You stated that $(18 \mathbf{i}) \wedge \mathbf{j}$ "would effectively give" $18 \mathbf{k}$. That is not correct. All that you can say is: $$ \left(18 \mathbf{i}\right) \wedge \mathbf{j} = 18 \left( \mathbf{i} \wedge \mathbf{j} \right). $$ However, in 3D, it is true that $\mathbf{i} \wedge \mathbf{j}$ is dual to $\mathbf{k}$, but the wedge product is a bivector, not a vector (the fact that the wedge of two vectors has the same numerical coefficients as the cross product of those vectors helps lead to that confusion). It is a different beast. This duality may be represented in various ways. In geometric algebra, for example, this duality can be observed by multiplying by the $\mathbb{R}^3$ pseudoscalar $I = \mathbf{i} \mathbf{j} \mathbf{k}$, for example:
$$\begin{aligned}I \mathbf{k}&=\mathbf{i} \mathbf{j} \mathbf{k} \mathbf{k} \\ &=\mathbf{i} \mathbf{j} \\ &=\mathbf{i} \wedge \mathbf{j},\end{aligned}$$
and $$ \mathbf{x} \wedge \mathbf{y} = I \left( { \mathbf{x} \times \mathbf{y} } \right).$$
(this is one way to extract the $\sin\theta$ representation of the wedge product$)

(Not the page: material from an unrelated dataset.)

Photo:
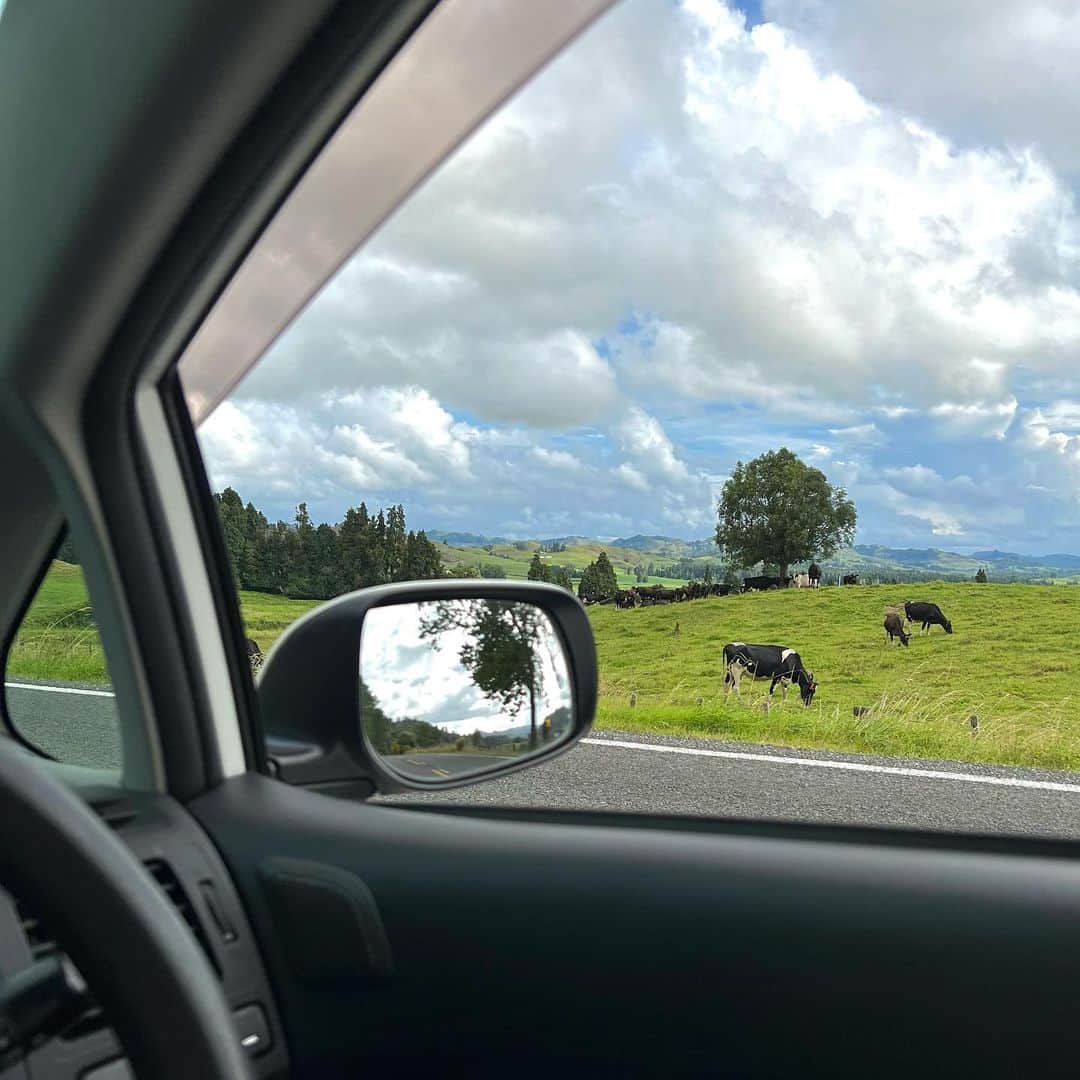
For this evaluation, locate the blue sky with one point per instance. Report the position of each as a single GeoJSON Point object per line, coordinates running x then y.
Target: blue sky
{"type": "Point", "coordinates": [701, 233]}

There are other representations of the duality operation that do not require geometric algebra, such as the hodge dual from differential forms, but the end effect is the same, providing a way of mapping a k-form to a N-k form. In general, such duals have to be treated as different algebraic objects.